Note that this isn’t the ten most common names in each year. Some names appear twice in some years (Joseph in 1900, Mary in 1920). Some rare names appear (there were only 200 babies named Nyasia born in 2010), but that’s to be expected in a random sample of names. But if you read through this list, at least if you’re American, you see an evolution from “old-fashioned” names to “normal” names to “names people are giving to their kids that sound totally weird”.

So this might be possible. We can plot the frequency of the names occurring in the relevant passage against time:

knuffle_bunny_names =  c("Amy", "Meg", "Margot", "Jane", "Leela", "Rebecca", "Noah", "Robbie", "Toshi", "Casey", "Conny", "Parker", "Brian")
mins = babynames %>% group_by(year) %>% summarize(minprop = min(prop))
grid = expand.grid(year = unique(babynames$year), name = knuffle_bunny_names)
props = grid %>% left_join(babynames) %>% group_by(year, name) %>% summarize(prop = sum(prop)) %>%
  left_join(mins) %>% mutate(corrected_prop = ifelse(is.na(prop), minprop * 4/5, prop))
props %>% ggplot() + geom_line(aes(x=year, y=corrected_prop, group = name, color = name)) + 
  scale_y_log10('name frequency', breaks = c(10^((-6):(-2)), 3*(10^((-6):(-2))))) + 
  scale_x_continuous('birth year') +
  ggtitle('Frequency of names appearing in Knuffle Bunny Too')

Note the use of the log scale on the y-axis; without that you just learn that everyone was naming their kids Amy and Brian in the 1970s.

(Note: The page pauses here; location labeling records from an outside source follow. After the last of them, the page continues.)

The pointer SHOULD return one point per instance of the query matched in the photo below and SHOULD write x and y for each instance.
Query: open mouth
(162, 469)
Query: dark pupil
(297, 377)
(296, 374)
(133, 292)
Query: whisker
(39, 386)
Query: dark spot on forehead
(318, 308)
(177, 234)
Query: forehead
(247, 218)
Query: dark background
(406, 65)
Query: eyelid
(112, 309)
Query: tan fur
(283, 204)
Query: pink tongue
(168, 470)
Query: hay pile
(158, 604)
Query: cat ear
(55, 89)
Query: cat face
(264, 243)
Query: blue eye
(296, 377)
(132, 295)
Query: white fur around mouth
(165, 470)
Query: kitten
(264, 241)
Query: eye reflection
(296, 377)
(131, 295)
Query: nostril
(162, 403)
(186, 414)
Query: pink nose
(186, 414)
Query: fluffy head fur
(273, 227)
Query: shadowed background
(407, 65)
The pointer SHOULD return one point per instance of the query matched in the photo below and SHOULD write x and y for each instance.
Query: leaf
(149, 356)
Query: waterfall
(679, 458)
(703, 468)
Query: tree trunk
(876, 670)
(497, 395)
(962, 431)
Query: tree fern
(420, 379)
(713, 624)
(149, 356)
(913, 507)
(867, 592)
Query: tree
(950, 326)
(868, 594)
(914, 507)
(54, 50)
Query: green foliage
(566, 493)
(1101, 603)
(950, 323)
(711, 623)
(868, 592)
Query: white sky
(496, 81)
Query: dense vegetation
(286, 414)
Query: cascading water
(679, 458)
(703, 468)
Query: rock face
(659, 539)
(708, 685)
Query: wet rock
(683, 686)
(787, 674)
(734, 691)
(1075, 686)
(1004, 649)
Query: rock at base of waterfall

Names that don’t occur in the data set for a given year are assumed to occur four times, which is the line along the bottom. The Social Security program wasn’t introduced until 1937, and didn’t originally cover all workers, so data coverage is sparse for births pre-1920 or so. But we already knew Trixie isn’t that old.

The probability that 13 randomly chosen kids born in year y have those particular thirteen names is just 13! times the product of the name frequencies:

props %>% group_by(year) %>% 
  summarize(n = n(), total_prob = factorial(13) * exp(sum(log(corrected_prop)))) %>% 
  ggplot() + geom_line(aes(x=year, y=total_prob)) + 
  scale_y_log10('probability of name set', breaks = 10^((-46):(-38))) +
  ggtitle('Probability that 13 randomly chosen newborns have\nthe names of the children from Knuffle Bunny Too')

So this set of names has the largest probability of occurring in 2000, followed by 1996, 1997, and 2003. The “right answer” is 2001, according to a 2016 New York Times profile of Mo Willems, at least if Trixie is meant to be Willems’ actual child. The book was published in 2007, and in it Trixie goes to pre-K (likely a class of ages 4 or 5); the previous book in the series was published in 2004 and in it Trixie couldn’t even “speak words” yet.